SBN is making this regular feature much harder than it needs to be.

THE ALBIONIC MAN! hello? Is this thing on?
THE ALBIONIC MAN! hello? Is this thing on?
Laurence Griffiths

It's time once again for our regular Three Questions series, when we ask the SBN blogger from our next opponent some questions (usually three!) about their team and the upcoming match.  For the second Premier League opponent in a row, though, Arsenal's opponent on Sunday, West Brom, have no SBN blog.  So here I am, again, winging it.  Let's get to the questions!
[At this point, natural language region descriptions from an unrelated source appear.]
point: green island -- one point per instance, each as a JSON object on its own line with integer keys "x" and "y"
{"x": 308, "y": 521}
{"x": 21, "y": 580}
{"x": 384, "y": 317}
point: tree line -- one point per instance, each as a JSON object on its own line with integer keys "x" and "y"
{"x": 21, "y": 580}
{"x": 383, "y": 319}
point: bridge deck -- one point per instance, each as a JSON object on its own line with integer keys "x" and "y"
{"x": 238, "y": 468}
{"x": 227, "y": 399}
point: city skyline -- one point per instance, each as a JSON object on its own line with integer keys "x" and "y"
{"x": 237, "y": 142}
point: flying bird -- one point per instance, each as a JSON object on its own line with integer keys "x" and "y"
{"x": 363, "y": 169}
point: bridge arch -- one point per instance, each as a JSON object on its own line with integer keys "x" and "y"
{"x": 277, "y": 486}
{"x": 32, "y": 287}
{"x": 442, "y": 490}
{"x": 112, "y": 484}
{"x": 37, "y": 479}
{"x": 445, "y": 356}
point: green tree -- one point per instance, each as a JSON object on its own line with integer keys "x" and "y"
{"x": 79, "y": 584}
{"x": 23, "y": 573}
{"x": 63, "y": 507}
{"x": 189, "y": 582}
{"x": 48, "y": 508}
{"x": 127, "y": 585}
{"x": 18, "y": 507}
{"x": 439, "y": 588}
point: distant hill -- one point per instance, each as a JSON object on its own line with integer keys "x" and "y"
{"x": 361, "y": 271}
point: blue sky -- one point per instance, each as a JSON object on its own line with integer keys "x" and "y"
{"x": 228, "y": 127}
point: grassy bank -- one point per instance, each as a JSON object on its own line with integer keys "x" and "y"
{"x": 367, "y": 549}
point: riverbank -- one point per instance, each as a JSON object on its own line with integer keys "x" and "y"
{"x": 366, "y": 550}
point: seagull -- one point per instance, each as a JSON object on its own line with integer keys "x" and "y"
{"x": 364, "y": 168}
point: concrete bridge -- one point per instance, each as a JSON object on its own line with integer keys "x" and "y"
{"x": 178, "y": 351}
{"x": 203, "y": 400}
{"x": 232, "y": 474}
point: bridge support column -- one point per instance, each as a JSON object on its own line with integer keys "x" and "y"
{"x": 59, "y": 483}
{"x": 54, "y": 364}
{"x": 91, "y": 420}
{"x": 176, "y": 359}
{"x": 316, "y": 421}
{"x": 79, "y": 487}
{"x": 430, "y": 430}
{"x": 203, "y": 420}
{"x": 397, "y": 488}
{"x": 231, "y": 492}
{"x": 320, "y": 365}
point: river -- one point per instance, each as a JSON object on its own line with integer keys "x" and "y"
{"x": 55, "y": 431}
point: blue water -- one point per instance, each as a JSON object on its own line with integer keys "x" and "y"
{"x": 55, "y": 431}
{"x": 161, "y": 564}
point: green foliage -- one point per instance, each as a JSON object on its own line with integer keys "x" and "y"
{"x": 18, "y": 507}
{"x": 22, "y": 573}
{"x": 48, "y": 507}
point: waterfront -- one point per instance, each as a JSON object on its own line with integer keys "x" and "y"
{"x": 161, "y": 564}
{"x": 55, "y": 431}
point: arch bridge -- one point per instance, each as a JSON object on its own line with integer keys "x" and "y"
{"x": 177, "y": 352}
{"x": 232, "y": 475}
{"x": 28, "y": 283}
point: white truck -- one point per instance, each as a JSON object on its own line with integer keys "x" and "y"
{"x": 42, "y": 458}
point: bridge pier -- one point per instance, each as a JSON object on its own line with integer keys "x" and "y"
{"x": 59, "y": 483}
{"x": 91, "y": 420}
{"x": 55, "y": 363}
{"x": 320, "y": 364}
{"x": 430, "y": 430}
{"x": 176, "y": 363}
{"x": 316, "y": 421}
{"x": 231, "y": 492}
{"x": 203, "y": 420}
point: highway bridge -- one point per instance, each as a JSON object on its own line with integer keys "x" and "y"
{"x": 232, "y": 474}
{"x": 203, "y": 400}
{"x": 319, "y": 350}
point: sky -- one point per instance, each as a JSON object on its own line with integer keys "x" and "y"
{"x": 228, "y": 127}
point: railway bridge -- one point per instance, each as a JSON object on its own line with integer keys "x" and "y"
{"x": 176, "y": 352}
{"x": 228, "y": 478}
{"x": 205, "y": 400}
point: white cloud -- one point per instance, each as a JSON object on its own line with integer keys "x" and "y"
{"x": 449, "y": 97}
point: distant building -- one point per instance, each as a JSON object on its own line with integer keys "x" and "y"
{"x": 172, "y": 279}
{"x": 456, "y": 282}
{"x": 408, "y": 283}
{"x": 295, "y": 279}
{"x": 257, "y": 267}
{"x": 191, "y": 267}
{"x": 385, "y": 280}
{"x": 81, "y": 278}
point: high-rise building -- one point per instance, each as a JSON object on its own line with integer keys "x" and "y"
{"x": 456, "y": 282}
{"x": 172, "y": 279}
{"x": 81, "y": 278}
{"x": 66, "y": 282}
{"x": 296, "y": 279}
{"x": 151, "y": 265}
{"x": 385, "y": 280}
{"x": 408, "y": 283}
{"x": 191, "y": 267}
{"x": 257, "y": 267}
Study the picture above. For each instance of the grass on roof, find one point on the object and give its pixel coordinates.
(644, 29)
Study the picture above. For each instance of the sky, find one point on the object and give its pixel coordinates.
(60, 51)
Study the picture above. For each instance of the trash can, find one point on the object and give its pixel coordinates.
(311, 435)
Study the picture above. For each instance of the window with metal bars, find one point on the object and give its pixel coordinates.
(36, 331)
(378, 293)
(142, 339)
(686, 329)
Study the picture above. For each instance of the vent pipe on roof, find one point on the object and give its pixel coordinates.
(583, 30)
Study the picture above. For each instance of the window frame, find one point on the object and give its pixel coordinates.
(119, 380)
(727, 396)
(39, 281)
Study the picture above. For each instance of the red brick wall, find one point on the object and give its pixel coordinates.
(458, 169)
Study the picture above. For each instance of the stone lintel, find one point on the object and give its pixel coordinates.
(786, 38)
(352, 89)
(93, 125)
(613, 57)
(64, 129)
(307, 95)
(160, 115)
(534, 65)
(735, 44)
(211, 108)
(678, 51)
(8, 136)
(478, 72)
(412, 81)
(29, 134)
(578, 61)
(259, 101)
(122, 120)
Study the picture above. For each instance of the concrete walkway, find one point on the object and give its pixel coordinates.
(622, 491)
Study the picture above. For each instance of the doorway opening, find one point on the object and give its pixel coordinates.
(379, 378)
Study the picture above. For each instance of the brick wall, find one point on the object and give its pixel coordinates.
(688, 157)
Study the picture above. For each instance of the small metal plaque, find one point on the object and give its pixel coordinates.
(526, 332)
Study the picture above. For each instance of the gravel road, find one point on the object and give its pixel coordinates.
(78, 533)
TSF: Where is West Bromwich?  What happens there?
TSF: West Bromwich is not, contrary to its name, west of Bromwich.  It's actually just a few miles northwest of Birmingham, in a part of the West Midlands known as the Black Country.  As with many Midlands towns and cities, West Bromwich was a factory town until the 1970's/80's, when factories across England started shutting down; there is still an industrial base there (primarily metal fabrication and industrial equipment) but West Bromwich also is one of the artistic centers of the West Midlands, thanks to The Public, an art gallery and public venue that draws creatives from all over the region.
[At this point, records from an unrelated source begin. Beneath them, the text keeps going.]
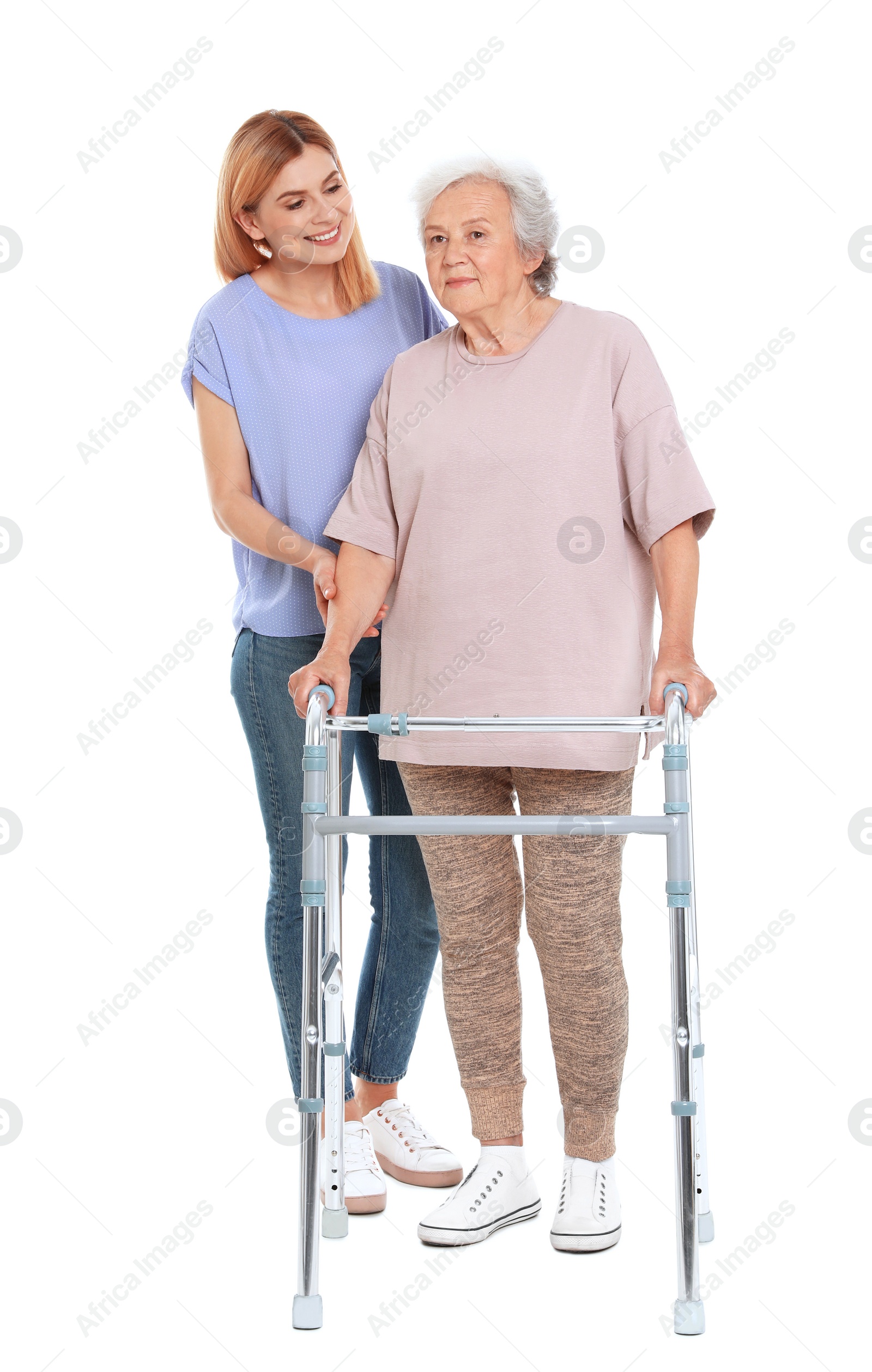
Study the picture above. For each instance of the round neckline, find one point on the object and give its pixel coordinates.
(510, 357)
(307, 319)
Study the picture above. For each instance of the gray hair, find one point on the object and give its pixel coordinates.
(535, 218)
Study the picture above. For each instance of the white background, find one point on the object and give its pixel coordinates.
(128, 841)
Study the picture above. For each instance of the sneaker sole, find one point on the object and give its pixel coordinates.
(459, 1238)
(584, 1242)
(419, 1179)
(361, 1205)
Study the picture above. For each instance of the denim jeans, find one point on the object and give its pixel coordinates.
(404, 939)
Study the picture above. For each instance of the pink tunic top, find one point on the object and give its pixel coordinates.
(519, 497)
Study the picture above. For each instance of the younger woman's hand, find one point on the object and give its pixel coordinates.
(324, 579)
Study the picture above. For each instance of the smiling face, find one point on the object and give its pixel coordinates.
(473, 261)
(307, 216)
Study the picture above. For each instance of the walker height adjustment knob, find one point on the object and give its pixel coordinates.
(329, 692)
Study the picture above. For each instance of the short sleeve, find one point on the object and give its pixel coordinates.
(366, 513)
(661, 485)
(205, 361)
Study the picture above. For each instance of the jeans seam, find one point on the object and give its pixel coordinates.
(379, 968)
(279, 832)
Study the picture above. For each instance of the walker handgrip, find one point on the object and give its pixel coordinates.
(327, 690)
(676, 687)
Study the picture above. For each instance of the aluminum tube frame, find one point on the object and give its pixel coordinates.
(336, 1216)
(308, 1309)
(688, 1309)
(510, 725)
(440, 825)
(323, 829)
(705, 1220)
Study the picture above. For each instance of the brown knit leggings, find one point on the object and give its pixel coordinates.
(572, 888)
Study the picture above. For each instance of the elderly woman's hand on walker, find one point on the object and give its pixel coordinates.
(675, 560)
(350, 616)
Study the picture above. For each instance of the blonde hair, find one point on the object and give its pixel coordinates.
(256, 154)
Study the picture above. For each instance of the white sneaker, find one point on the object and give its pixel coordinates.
(364, 1185)
(498, 1191)
(407, 1151)
(588, 1215)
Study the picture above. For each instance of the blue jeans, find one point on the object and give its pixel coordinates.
(404, 939)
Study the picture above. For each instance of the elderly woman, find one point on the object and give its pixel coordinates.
(525, 489)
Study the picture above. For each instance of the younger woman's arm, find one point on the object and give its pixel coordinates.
(228, 479)
(363, 579)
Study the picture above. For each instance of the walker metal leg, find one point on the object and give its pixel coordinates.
(334, 1217)
(688, 1310)
(308, 1313)
(705, 1220)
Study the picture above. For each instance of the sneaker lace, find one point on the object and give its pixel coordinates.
(411, 1131)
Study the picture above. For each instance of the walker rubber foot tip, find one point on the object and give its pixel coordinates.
(308, 1312)
(690, 1318)
(336, 1223)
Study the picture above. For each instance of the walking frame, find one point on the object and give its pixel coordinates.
(323, 1031)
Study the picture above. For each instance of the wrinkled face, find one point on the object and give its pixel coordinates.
(307, 216)
(473, 261)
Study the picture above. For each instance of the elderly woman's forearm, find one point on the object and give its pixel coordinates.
(675, 559)
(363, 581)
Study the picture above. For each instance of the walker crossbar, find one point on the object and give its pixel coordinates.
(323, 1031)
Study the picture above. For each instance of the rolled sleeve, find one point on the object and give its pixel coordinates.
(205, 363)
(366, 513)
(661, 485)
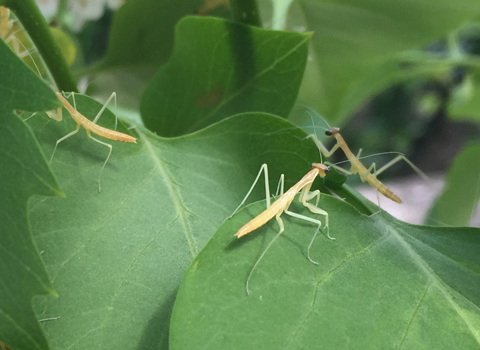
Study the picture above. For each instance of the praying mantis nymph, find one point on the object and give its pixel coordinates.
(281, 206)
(358, 168)
(90, 127)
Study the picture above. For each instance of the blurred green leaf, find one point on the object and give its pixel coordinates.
(220, 68)
(23, 174)
(142, 31)
(141, 41)
(117, 257)
(461, 192)
(465, 101)
(354, 38)
(381, 284)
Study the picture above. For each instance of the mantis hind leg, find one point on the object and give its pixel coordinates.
(263, 168)
(282, 228)
(106, 160)
(113, 96)
(63, 139)
(396, 160)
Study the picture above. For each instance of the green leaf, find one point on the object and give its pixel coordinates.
(381, 284)
(221, 68)
(23, 174)
(141, 41)
(353, 39)
(461, 192)
(142, 31)
(117, 257)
TSF: Is anybody famous from West Bromwich?
TSF: You might not know much about West Bromwich itself, but you no doubt know a few of its more famous residents - Robert Plant, Phil Lynott, and most of Judas Priest were born there.  Birmingham and the Midlands are known for their metal - the New Wave of British Heavy Metal's ground zero was in Birmingham and the Black Country.  Judas Priest, Napalm Death, and Black Sabbath all call the Midlands home.  As does mrs. pdb's favorite band of all time ever.

TSF: What is an Albion?
TSF: Edgar Winter.  No, wait, that doesn't sound right.  An Albion is not a thing, it's a name for a thing.  Specifically, it's the oldest known name for the island of Great Britain, derived from the proto-Celtic language.  It's still used as a reference to the island - there are pubs named "The Albion", and it is still commonly used in poetry and stories as a way to refer to England.

So now you know more about West Bromwich than you did five minutes ago.  Unless you're from West Bromwich, in which case please tell us more about your hometown.